Individuals with factor XIII deficiency form blood clots per se, but the clots are unstable and often break down, resulting in prolonged, uncontrolled mild to fatal bleeding episodes. The most common bleeding symptoms are subcutaneous bleeding (57%), delayed umbilical cord bleeding (56%), muscle haematoma (49%), haemorrhage after surgery (40%), haemarthrosis (36%) and intracerebral bleeding (34%) [11,12]. However, the index patient’s presentation was unusual with perinephric, colonic submucosal and transmural haematomas.

Factor XIII deficiency is screened by clot solubility test and confirmed by quantitative assays [13]. It is treated by factor XIII concentrates, fresh frozen plasma or cryoprecipitate. When inhibitors develop in individuals with factor XIII deficiency, additional therapy in the form of immunosuppressive agents would be required.
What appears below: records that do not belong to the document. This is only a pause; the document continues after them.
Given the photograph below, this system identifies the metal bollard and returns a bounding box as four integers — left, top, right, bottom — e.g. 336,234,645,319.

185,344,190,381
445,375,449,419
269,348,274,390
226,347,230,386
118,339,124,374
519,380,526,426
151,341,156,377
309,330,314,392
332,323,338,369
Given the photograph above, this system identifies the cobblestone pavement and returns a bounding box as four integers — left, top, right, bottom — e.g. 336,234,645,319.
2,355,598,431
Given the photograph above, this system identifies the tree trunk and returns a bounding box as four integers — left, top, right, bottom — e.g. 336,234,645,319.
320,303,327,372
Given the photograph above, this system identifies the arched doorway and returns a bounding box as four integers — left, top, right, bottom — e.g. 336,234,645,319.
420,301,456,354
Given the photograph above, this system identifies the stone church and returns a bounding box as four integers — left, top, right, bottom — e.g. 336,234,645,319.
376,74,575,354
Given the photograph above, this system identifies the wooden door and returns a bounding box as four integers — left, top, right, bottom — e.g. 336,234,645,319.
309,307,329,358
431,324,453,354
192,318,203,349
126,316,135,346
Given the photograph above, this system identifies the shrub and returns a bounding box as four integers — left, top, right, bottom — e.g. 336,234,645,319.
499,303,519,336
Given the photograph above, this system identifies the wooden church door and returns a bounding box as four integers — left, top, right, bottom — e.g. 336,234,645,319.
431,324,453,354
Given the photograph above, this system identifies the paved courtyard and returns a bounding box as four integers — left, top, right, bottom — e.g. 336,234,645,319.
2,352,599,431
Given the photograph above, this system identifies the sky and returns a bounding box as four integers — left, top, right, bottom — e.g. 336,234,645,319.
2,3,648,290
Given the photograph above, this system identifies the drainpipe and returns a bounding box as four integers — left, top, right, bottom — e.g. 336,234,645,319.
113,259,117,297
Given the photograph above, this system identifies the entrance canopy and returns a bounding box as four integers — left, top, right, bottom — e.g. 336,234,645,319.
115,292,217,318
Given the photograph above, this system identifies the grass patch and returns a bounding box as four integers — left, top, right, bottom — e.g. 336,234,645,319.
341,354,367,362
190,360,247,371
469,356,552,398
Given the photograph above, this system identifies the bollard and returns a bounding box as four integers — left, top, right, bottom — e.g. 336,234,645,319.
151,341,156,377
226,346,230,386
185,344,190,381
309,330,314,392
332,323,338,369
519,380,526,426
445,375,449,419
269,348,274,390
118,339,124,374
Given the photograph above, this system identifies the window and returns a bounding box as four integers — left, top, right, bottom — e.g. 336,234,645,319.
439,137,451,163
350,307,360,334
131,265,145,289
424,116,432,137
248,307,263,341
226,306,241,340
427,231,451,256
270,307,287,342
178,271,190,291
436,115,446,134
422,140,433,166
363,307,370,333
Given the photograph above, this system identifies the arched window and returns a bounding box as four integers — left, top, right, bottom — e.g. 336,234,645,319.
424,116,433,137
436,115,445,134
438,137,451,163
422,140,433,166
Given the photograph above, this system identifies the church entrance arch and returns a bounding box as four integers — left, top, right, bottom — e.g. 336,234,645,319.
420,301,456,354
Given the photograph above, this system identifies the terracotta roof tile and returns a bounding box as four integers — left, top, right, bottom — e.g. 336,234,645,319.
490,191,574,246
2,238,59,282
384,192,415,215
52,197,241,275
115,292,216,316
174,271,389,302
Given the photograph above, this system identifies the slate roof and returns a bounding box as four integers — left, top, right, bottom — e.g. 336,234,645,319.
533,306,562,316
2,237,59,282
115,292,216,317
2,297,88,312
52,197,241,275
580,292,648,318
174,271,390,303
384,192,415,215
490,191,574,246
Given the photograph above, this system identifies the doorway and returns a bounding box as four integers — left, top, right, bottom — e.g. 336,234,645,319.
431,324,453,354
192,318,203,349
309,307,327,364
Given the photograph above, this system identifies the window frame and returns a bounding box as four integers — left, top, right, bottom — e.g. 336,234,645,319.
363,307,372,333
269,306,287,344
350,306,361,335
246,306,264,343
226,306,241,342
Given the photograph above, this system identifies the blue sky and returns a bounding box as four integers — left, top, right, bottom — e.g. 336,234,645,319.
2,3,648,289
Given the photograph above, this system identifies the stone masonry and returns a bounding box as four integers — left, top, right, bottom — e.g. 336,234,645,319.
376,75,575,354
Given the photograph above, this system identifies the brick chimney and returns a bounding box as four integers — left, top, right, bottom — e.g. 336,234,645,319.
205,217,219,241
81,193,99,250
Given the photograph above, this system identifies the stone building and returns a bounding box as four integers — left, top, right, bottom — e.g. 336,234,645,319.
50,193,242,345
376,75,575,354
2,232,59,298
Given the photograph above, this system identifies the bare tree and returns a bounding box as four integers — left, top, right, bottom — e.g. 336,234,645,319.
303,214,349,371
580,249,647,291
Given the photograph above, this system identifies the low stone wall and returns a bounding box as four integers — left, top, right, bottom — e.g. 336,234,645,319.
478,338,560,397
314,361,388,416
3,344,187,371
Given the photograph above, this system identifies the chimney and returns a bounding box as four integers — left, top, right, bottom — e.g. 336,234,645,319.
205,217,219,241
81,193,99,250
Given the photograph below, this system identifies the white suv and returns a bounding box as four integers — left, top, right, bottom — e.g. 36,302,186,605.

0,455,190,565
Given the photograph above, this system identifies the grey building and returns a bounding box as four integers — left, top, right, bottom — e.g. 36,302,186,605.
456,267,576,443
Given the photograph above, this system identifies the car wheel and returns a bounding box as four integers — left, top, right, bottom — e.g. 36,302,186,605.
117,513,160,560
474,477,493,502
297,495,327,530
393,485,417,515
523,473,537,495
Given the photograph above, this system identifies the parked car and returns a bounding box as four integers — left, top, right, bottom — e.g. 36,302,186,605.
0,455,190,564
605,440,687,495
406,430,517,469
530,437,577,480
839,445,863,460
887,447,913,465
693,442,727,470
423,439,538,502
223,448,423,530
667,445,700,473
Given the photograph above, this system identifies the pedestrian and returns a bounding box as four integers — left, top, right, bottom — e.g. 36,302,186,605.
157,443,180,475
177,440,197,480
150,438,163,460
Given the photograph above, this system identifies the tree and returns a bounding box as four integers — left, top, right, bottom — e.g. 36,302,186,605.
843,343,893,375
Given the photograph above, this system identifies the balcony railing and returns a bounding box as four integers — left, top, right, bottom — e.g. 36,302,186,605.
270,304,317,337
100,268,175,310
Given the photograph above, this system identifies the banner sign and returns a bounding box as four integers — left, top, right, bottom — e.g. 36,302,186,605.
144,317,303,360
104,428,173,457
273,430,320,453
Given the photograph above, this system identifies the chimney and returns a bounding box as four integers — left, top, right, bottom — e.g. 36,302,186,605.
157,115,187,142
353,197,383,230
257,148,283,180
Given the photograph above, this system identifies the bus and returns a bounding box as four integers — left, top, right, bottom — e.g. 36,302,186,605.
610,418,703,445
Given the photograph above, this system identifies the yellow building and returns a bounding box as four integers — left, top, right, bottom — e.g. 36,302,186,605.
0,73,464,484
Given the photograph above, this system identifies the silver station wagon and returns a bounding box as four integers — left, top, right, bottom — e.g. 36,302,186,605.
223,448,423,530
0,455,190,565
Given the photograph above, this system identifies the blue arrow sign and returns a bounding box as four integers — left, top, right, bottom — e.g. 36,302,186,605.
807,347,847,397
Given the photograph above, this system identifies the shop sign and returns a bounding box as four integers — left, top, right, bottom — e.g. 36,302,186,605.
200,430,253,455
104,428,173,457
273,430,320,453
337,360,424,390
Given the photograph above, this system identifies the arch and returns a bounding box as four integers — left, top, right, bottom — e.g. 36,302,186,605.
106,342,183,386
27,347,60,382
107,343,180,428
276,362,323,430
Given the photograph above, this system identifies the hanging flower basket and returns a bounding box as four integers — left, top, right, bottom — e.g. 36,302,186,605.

On review of literature, there is a reported Lupus patient with associated factor 13 deficiency who developed intracerebral haematoma [9]. There are case reports of subcutaneous and intramuscular haematomas due to factor XIII deficiency following an invasive procedure in a patient with SLE [14]. In another instance a 70-year-old man had developed spontaneous left gluteal haematoma owing to factor XIII deficiency [15]. Occurrence of gastrointestinal haematomas as in the index patient seems to be extremely rare.

Conclusion

It is fruitful to think beyond lupus while approaching the presenting complaints even in a diagnosed patient of SLE. Attributing all the features to the disease per se might be misleading. A high index of suspicion for rarer clotting factor deficiencies is required while evaluating the bleeding manifestations with a normal coagulation profile. There exists a lacuna in ascertaining the fact as to why in an autoimmune disease, there is associated clotting factor deficiency, unlike the expected scenario of clotting factor inhibitors. Only continued medical research can unravel such mysteries.